それからもう一点、さっきの今の最後の質問でさらに海洋ごみの回収なんかもそうですよね、本当に補助制度がない、本当にすずめの涙ぐらいの補助制度しかなかったのですが、独自で調査をして、まんべんなくやるものではないと、例えば東予・中予・南予で確認された回収が必要なごみの量というのは格段に違うわけですよね。南予では軽トラが3万2000台、中予・東予で600台ずつというこれだけの差があると。それから現場視点で考えると、まんべんなくというよりは、地域事情に応じた細かい制度というのが必要であるということが一点。それから財政面でいうと、例えば当時愛媛県にこの海洋ごみ回収での国の補助額っていうのは、年間3000万円ぐらいしかないんですよ。だからそれ以上枠がありませんということなので、機械的に3000万振られて、その範囲で県が上乗せしてやってくださいですから、身動きが取れないんですね。
それで、瀬戸内オーシャンズXとか民間の力も借りながらさらに環境省にこれは少なすぎるじゃないかということで要望しましたけれども、若干増えて、今6000万ぐらいにはなっているのですけれども、でもその回収量の膨大さを考えると全然これ足らないわけですよね。

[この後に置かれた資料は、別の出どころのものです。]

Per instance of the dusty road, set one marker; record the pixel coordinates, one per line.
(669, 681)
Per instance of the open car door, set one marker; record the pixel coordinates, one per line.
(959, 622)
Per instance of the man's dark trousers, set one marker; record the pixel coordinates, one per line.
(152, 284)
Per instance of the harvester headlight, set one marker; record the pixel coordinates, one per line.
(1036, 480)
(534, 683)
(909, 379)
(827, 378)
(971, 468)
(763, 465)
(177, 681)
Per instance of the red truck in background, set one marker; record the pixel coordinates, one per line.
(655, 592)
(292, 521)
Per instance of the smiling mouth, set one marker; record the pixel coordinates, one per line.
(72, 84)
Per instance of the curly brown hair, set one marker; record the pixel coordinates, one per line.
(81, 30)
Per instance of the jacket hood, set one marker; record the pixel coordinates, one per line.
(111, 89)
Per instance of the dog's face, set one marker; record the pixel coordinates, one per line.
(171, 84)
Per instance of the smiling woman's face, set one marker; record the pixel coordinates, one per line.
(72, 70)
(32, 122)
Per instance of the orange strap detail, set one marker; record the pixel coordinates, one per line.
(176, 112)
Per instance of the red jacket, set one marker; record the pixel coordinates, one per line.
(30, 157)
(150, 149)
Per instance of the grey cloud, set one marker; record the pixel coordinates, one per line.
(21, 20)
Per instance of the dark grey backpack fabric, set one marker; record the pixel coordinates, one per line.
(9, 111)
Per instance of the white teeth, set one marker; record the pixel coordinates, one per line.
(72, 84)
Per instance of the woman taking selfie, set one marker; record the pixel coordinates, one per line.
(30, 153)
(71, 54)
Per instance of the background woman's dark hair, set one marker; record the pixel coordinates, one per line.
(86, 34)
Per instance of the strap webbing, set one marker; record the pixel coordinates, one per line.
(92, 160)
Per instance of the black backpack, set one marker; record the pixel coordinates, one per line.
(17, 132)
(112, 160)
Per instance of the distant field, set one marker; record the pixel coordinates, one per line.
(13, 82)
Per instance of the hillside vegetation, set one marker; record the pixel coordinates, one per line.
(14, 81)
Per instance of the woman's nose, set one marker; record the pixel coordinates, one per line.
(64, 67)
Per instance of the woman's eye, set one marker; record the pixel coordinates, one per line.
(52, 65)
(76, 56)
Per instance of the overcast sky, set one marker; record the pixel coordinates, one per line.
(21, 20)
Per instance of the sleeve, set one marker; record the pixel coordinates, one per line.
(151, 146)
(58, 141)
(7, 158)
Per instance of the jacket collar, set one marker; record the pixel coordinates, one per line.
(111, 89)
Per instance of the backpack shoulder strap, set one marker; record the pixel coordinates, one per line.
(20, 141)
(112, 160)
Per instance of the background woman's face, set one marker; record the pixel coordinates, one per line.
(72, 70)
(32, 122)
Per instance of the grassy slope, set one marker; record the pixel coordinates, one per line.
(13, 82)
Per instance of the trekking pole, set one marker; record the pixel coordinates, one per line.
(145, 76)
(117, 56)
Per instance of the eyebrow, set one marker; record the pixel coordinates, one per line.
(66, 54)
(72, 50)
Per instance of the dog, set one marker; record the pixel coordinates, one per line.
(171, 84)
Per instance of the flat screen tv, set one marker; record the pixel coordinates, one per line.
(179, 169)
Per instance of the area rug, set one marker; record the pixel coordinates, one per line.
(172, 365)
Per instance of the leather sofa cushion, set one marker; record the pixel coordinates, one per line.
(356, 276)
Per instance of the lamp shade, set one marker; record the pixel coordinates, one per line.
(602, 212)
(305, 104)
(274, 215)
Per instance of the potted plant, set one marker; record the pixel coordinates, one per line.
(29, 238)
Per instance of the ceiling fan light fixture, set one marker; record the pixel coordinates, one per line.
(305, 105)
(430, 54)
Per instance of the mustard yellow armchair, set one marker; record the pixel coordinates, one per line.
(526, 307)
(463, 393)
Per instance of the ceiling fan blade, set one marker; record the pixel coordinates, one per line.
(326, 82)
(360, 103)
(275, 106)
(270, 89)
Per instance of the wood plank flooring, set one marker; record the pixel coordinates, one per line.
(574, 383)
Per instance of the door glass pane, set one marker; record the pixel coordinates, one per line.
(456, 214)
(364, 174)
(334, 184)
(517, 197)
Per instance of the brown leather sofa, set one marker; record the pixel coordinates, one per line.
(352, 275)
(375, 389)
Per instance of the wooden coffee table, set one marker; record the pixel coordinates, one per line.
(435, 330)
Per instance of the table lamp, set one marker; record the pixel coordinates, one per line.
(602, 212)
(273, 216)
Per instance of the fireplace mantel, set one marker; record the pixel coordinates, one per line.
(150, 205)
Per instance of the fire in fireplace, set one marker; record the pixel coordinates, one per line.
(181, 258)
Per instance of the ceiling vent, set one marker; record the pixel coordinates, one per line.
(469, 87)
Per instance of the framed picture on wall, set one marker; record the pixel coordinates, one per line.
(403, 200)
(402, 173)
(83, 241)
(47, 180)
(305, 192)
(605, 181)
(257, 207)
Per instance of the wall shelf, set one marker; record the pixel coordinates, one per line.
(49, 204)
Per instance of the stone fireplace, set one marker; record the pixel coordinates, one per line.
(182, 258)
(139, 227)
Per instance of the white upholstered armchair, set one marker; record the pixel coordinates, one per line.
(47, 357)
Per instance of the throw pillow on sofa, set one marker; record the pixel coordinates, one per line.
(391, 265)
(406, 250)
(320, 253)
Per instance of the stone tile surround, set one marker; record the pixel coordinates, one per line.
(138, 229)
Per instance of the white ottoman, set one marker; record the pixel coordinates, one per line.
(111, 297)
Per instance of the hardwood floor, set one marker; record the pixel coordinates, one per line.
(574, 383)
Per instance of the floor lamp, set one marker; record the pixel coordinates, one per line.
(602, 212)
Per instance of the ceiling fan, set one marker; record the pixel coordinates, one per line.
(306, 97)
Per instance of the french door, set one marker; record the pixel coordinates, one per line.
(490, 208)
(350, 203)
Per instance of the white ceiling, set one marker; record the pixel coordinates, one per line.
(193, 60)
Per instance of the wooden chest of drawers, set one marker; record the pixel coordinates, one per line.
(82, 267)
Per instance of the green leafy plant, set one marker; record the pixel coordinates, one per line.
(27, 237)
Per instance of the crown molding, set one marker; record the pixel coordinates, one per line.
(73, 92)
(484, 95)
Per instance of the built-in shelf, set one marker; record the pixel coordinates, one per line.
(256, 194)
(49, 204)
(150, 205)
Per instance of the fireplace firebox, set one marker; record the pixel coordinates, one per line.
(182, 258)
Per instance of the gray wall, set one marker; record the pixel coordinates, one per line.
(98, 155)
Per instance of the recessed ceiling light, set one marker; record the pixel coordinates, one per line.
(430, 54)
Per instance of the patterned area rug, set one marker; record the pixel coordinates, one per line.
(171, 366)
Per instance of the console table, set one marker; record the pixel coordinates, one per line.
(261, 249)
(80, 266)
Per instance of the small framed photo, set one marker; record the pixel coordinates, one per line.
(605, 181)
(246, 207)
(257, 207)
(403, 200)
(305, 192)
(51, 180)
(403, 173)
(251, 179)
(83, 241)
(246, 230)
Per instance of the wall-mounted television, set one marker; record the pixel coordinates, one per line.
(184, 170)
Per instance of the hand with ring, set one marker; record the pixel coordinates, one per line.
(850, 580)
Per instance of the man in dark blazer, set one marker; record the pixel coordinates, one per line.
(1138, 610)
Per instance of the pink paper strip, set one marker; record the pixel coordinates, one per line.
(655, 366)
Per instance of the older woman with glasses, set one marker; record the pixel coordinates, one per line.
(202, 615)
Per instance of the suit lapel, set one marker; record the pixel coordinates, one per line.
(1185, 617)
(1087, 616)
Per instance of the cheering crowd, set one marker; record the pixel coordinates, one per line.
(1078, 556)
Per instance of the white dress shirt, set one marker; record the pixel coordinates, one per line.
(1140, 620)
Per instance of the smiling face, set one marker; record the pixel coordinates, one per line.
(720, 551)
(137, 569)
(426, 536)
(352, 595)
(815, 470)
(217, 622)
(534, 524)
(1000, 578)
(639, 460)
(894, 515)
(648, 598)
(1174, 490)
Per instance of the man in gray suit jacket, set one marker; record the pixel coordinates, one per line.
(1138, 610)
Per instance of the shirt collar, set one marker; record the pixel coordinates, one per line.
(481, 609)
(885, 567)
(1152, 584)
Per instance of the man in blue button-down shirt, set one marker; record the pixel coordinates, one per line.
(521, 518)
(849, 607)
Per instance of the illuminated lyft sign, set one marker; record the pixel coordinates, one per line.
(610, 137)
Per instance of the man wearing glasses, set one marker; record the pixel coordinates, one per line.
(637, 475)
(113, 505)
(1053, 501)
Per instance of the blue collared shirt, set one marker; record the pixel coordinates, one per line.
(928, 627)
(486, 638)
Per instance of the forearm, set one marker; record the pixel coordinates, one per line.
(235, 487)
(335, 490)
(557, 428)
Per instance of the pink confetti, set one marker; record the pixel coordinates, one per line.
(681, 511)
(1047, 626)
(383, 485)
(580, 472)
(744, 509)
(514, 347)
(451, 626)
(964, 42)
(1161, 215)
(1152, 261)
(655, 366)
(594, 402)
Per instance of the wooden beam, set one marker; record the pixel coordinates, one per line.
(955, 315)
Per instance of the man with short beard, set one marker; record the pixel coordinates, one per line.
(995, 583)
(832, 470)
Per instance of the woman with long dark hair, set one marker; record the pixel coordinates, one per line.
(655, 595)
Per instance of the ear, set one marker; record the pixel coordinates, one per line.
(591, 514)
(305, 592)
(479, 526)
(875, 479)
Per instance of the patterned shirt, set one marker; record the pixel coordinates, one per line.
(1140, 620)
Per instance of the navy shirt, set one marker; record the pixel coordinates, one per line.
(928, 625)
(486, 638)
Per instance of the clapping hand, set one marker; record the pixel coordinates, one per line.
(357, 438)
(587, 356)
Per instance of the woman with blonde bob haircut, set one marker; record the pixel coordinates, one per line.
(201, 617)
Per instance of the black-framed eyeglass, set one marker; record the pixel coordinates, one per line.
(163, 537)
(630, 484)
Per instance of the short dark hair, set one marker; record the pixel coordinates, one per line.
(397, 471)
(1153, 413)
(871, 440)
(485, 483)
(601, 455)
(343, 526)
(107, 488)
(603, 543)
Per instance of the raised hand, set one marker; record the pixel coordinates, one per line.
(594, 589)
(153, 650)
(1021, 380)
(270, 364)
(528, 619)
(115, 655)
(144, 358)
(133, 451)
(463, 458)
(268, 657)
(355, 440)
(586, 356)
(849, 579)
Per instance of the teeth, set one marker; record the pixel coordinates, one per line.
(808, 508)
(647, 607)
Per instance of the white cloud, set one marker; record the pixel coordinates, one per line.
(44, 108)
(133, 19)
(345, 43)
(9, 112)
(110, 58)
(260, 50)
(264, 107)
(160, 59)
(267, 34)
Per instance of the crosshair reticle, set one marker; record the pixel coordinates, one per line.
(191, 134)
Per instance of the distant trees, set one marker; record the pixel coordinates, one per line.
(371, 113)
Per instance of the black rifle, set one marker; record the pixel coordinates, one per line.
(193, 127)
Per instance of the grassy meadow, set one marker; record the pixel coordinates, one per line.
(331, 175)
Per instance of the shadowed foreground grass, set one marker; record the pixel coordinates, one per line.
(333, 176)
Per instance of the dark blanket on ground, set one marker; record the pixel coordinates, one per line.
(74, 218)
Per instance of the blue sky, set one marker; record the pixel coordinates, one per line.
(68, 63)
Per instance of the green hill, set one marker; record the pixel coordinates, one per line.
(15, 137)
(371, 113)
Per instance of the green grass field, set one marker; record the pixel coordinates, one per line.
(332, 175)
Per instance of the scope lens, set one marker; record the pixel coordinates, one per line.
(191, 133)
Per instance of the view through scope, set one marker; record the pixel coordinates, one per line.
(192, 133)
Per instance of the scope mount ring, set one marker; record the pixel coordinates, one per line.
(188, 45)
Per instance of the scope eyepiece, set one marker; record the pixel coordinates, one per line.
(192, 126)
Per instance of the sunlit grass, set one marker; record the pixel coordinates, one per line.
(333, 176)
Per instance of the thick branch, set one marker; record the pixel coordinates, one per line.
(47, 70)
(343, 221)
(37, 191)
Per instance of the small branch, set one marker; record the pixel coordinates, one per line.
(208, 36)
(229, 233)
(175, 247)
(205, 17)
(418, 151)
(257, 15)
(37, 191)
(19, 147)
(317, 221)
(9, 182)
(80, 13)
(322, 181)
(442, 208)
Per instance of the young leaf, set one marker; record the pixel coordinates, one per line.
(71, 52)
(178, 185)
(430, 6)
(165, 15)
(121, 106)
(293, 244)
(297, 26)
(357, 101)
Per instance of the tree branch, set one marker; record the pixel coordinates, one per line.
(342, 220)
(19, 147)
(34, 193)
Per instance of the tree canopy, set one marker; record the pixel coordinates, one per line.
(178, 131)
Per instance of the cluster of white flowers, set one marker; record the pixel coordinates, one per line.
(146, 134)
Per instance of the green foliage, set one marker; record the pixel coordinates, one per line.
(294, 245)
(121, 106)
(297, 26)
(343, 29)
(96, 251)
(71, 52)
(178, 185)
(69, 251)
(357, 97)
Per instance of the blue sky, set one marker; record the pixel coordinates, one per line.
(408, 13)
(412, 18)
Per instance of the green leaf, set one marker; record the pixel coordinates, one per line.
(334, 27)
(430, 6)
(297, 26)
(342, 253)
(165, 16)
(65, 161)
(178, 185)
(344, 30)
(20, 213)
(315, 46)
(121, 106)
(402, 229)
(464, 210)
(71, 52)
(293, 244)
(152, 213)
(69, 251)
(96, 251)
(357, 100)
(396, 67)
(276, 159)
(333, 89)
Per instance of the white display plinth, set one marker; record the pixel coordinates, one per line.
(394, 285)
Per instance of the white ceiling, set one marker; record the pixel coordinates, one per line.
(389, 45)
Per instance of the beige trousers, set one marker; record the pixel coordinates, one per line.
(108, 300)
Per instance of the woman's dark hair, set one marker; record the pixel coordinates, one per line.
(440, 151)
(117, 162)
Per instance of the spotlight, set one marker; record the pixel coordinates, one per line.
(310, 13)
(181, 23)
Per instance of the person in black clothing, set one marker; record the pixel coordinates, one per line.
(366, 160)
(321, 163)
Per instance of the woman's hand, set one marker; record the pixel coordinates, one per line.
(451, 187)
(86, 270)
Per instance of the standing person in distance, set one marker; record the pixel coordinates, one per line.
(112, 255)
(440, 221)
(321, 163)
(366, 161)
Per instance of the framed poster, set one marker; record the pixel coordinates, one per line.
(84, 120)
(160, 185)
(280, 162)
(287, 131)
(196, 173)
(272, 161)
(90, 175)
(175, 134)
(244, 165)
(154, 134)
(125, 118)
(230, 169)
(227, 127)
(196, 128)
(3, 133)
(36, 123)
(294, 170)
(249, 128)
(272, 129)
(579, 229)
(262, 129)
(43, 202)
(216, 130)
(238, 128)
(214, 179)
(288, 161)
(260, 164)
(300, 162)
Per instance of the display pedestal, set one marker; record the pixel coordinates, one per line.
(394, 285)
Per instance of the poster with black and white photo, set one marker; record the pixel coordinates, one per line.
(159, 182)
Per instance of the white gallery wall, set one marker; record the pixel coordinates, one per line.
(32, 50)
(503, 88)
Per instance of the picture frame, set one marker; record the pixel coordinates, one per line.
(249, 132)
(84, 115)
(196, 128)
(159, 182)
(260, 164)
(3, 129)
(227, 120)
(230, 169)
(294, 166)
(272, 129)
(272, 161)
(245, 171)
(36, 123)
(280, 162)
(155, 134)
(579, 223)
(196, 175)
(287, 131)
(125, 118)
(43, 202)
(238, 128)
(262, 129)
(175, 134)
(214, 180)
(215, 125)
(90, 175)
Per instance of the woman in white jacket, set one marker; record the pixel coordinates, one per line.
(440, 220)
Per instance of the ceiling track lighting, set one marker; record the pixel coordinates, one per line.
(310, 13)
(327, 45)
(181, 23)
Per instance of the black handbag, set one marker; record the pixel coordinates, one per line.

そうなると長年にわたってやっていくしかないという足かせがはまってしまうので、やっぱりこうしたような現状の金額、現場感覚からくる金額や、それから先ほど言ったように分析することによって非常に場所によって差異が出ますから、そういったところのきめ細かい対応が制度上にないとなかなか進まないのではないかという、国の方でデスクワークだけやっていたら絶対分からないことだと思うので、こういったところも非常に重要ではないかなというふうに思っています。
※議事録については、読みやすさや分かりやすさを考慮し、発言の趣旨等を損なわない程度に整理しております。